Set aside at least five minutes to listen mindfully to some music of your choice while relaxing in a comfortable position. For a more immersive experience, use headphones or earbuds. 

You can also do this with a friend. Just make sure you agree beforehand whether or not there will be any talking while the music plays. 

After all, if you’re supposed to be focusing on the music, introducing a conversation could make this an exercise in multi-tasking. And that’s not what it’s is about. 

Listen to everything — the tune, the instruments being used, the voices, and everything else you can pick up. Just doing this once a day can help you develop a better appreciation for well-crafted music.  

If’s okay if, after one song, this segues into taking turns. It could also lead to the following exercise.

Practice mindfulness meditation

Building a mindfulness meditation habit is one of the best ways to cultivate a more mindful approach to listening and conversation, among other things. 

two women talking while holding cups mindful listening

Not only do you improve your ability to focus, but also you become a better observer of your environment.

And that comes in handy when someone is trying to tell you one thing with words while communicating the contrary with their body language. 

It also gives you a break from worrying about things you can’t control (or at least can’t address in that moment), which makes you more present for those around you. 

Learning how to acknowledge your own thoughts and feelings without judgment also helps you do the same for others. 

The more aware and accepting you are of what’s going on in your own head (and heart), the more open and understanding you’ll be with those who need your attention.

Participate in group mindfulness exercises.

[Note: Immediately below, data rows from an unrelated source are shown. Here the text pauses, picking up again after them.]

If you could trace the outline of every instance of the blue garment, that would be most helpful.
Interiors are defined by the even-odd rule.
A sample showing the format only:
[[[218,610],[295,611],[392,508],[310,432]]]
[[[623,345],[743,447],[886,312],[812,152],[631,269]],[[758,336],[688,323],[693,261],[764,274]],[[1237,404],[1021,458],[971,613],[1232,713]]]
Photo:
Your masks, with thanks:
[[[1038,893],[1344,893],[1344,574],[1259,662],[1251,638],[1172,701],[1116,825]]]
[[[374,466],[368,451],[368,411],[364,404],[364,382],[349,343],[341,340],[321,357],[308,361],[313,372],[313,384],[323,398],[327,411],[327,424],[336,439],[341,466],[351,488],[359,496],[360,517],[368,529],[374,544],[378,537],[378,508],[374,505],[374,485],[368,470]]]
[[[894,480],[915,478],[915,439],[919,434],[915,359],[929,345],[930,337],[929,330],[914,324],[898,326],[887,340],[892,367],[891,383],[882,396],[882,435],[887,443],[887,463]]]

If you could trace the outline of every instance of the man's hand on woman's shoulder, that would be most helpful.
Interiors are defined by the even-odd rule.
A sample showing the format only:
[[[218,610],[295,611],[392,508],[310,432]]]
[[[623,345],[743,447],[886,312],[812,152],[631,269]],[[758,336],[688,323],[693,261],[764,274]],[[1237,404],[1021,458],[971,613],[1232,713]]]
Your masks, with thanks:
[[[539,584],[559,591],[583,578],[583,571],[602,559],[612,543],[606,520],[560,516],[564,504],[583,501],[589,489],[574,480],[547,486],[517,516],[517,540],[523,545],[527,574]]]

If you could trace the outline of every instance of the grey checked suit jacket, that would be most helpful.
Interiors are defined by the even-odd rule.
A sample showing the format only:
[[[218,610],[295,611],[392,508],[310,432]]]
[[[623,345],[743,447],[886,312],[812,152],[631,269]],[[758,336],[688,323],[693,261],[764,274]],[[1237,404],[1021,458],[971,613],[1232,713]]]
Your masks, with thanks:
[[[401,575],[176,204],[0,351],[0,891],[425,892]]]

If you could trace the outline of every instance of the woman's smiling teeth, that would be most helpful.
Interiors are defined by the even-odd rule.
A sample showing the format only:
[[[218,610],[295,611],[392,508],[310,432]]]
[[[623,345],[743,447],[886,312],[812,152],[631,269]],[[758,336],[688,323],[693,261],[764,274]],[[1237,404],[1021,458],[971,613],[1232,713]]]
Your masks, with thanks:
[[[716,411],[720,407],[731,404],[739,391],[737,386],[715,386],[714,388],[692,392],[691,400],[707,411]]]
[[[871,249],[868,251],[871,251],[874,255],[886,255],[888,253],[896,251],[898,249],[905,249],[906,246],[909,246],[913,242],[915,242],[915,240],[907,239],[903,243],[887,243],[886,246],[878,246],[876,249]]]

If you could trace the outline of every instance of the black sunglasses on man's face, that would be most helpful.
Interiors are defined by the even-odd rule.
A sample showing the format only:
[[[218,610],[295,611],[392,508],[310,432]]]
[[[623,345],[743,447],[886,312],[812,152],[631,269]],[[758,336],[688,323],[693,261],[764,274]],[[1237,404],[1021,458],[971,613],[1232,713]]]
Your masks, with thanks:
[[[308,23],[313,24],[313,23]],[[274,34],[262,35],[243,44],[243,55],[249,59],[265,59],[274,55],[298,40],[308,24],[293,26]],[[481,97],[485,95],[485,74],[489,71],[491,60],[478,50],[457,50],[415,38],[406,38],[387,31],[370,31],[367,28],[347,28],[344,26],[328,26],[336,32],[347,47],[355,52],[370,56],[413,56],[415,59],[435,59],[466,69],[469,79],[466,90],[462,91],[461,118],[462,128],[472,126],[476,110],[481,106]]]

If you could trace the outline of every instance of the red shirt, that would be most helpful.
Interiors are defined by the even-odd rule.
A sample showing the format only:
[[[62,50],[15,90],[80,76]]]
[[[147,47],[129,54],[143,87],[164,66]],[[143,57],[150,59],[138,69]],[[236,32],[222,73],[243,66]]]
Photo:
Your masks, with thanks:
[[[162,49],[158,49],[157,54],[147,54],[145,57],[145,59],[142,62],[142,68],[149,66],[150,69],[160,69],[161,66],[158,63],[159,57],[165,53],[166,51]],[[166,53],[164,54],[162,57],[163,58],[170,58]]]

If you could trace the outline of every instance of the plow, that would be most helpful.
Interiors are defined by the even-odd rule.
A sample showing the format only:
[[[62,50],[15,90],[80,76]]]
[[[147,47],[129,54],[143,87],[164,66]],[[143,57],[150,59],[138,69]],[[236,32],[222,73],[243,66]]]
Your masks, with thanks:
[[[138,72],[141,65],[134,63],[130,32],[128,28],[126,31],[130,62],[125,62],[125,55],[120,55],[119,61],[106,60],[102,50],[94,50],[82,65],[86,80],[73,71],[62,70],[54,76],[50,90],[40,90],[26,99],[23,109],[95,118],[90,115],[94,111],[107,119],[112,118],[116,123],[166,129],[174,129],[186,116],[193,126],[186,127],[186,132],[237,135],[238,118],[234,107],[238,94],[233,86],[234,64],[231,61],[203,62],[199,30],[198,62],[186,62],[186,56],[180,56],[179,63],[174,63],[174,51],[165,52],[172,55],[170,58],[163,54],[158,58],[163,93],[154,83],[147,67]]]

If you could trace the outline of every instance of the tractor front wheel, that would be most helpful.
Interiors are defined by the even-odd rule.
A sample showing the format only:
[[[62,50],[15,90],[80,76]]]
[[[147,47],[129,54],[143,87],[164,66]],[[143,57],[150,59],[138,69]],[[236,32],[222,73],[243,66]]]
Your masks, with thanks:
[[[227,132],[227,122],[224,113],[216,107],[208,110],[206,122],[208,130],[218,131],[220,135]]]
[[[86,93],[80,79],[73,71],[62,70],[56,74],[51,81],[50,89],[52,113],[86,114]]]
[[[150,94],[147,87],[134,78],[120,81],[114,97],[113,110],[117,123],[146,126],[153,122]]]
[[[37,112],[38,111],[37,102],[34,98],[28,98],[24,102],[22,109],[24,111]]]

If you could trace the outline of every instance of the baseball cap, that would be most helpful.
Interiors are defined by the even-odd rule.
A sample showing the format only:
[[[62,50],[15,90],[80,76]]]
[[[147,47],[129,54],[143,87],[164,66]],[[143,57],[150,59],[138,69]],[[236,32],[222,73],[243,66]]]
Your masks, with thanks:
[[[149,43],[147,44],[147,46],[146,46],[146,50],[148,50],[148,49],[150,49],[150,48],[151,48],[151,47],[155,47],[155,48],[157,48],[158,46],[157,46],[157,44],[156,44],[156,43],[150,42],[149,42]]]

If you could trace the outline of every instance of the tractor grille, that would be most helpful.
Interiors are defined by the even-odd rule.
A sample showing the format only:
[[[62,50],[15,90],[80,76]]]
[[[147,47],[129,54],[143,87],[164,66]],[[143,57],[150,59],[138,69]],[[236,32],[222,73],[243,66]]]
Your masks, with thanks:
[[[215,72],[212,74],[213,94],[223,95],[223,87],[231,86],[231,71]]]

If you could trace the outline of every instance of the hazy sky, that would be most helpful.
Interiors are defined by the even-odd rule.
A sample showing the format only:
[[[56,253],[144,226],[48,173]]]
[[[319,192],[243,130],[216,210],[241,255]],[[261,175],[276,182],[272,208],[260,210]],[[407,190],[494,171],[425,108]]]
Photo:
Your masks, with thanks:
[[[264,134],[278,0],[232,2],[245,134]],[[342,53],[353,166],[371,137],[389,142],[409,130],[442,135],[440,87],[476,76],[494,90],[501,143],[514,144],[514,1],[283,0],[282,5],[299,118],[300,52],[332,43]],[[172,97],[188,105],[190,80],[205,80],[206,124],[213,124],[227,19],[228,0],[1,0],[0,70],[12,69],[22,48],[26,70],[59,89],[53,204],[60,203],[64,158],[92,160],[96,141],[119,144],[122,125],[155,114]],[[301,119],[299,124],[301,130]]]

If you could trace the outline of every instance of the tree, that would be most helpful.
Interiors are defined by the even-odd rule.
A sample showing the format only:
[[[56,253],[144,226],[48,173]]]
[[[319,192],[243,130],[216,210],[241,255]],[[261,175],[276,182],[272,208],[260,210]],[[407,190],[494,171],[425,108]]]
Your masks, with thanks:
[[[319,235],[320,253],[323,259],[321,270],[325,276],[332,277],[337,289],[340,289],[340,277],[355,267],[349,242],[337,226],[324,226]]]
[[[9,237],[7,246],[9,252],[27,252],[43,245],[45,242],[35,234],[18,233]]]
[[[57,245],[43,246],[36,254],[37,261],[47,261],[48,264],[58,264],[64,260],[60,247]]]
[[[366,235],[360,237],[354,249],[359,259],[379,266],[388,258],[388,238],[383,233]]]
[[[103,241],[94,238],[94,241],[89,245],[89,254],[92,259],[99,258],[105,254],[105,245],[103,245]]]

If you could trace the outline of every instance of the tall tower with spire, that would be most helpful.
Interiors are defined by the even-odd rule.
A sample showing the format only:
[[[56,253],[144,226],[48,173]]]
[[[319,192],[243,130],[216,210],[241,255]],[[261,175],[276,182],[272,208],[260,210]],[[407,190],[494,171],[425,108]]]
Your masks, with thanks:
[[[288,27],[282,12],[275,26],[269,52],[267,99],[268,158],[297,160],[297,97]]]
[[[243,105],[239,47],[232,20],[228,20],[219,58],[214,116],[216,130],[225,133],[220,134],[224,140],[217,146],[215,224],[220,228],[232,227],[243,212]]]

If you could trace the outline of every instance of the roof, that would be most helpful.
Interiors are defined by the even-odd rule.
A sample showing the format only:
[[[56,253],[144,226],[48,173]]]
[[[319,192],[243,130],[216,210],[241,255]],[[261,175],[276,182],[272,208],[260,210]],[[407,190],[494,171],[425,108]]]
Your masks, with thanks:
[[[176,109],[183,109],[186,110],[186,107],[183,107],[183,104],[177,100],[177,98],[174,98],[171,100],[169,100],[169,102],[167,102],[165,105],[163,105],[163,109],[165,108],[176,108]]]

Practicing mindfulness with a group of others can open your eyes to the fact that you aren’t the only one who struggles to focus and to really hear what others are saying to you. 

This is a challenge faced all over the world — between couples, among coworkers, and in every social situation. Why not hone your skills with others who have the same intention? 

Practice listening to each other’s conversations and repeating the essence of what you’ve heard in your own words. 

Start practicing mindful listening today.

Now that you’re more aware of the benefits of mindful listening and how to practice it, what activities appeal to you most? Which active listening skills do you think will be easiest for you to practice every day?

And do you have someone if your life who’s willing to build the habit of becoming a more active listener along with you?

Having an accountability partner for this practice can make all the difference in your progress and personal growth. And the benefits go both ways. 

Not only will you benefit yourself by improving your ability to focus and to understand others, but the people in your life will notice and appreciate that you’re making an effort to be more present for them. 

It tells them you care about what they’re saying. And those who appreciate that are more likely to return the favor.

What will you do today to become a better listener?